The deep folds that give the adult human brain its wrinkled walnut appearance were Nature's solution to fitting a large, powerful processor into a small skull.
Like a piece of flat, square paper crumpled together to fit into a small, round hole, folding allows more neurons to be packed closer together, with shorter, faster connections between them.
While scientists have long understood why there are folds in the brain's outer layer, called the cerebral cortex or grey matter, the how has remained a mystery.
Do the creases develop as a result of genetic, biological or chemical signals? Or are they caused by physical forces?
On Monday, a team of researchers from the United States and Europe said the folds can be explained by physics -- a discovery that may have important implications for understanding certain brain disorders.
Folds in the cortex develop through buckling in weak spots which develop as the foetal brain grows, they said.
The brains of human foetuses are smooth for about the first 20 weeks, when folding begins and continues until the child is about 18 months old.
The surface area covered by the folded cortex is almost three times that of a smooth brain the size of our head, study co-author Lakshminarayanan Mahadevan from Harvard University in Massachusetts told AFP.
"The number, size, shape and position of neuronal cells during brain growth all lead to the expansion of the gray matter, known as the cortex, relative to the underlying white matter," he said by email.
- 3-D gel model -
"This puts the cortex under compression, leading to a mechanical instability that causes it to crease locally.
"This simple evolutionary innovation... allows for the thin but expansive cortex to be packed into a small volume, and is the dominant cause behind brain folding."
Mahadevan and a team used MRI scans of smooth foetus brains to build a three-dimensional gel model. They coated the surface with a thin layer of elastomer gel to represent the cortex.
To mimic brain growth, they immersed the gel brain in a solvent that was absorbed by the outer layer, causing it to swell relative to the deeper region.
Within minutes, folds started to appear that were remarkably similar in size and shape to the real thing, showing that the same process happened even though the model did not contain any living tissue.
"It looks like a real brain," said Mahadevan's colleague and fellow author Jun Young Chung.
A few other animals also have brain folds -- including chimpanzees, dolphins, elephants and pigs -- but the human brain is the wrinkliest of them all.
The physical explanation for brain folds was first proposed by Harvard scientists 40 years ago.
Now proven by Mahadevan's team, it was considered a controversial challenge at the time to the conventional wisdom that brain folds were created by purely biological, not physical, processes.

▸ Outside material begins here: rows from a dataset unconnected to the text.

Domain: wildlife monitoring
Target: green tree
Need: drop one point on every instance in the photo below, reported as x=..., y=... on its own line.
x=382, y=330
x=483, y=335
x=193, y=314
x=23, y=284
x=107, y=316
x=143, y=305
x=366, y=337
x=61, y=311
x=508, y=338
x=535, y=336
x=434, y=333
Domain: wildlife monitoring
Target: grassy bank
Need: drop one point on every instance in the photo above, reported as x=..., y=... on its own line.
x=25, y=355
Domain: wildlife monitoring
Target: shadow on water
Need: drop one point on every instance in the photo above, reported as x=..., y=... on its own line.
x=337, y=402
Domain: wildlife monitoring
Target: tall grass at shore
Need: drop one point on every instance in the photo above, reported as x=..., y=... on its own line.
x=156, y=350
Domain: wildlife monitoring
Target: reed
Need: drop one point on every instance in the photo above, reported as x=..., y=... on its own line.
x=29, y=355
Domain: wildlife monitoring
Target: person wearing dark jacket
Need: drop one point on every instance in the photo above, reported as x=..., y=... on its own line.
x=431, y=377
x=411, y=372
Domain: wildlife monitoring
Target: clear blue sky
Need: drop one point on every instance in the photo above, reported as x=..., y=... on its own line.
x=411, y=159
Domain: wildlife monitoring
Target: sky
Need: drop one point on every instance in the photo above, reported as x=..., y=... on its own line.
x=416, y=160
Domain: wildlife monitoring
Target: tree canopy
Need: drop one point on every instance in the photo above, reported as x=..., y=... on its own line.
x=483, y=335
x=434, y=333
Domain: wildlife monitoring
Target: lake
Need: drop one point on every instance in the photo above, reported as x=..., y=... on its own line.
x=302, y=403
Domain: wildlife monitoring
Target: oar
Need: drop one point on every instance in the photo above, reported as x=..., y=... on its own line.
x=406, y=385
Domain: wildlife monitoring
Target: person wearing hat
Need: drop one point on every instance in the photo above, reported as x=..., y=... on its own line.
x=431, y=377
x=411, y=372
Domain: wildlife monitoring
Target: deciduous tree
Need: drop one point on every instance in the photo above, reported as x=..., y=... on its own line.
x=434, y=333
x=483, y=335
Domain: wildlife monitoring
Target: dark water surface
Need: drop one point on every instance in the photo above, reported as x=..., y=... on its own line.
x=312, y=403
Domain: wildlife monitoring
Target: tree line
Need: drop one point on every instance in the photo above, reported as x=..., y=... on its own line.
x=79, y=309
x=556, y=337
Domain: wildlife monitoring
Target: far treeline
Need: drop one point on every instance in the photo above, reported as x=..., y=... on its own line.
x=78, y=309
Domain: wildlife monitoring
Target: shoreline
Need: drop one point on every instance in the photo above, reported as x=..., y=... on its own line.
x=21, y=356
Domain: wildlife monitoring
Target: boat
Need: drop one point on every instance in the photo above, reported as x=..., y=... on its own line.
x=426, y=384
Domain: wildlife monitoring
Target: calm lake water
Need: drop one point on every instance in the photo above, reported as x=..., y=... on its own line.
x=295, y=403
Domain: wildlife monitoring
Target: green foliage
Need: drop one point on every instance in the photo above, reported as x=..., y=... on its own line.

Commenting on the study, Ellen Kuhl of Stanford University's department of bioengineering, said the findings could be an important breakthrough in diagnosing, treating and preventing a range of neurological disorders.
Severe under- or over-folding, she said, can lead to seizures, motor dysfunction, mental handicap and developmental delay.
Knowing whether to target mechanical or biological causes should go a long way to developing better treatments.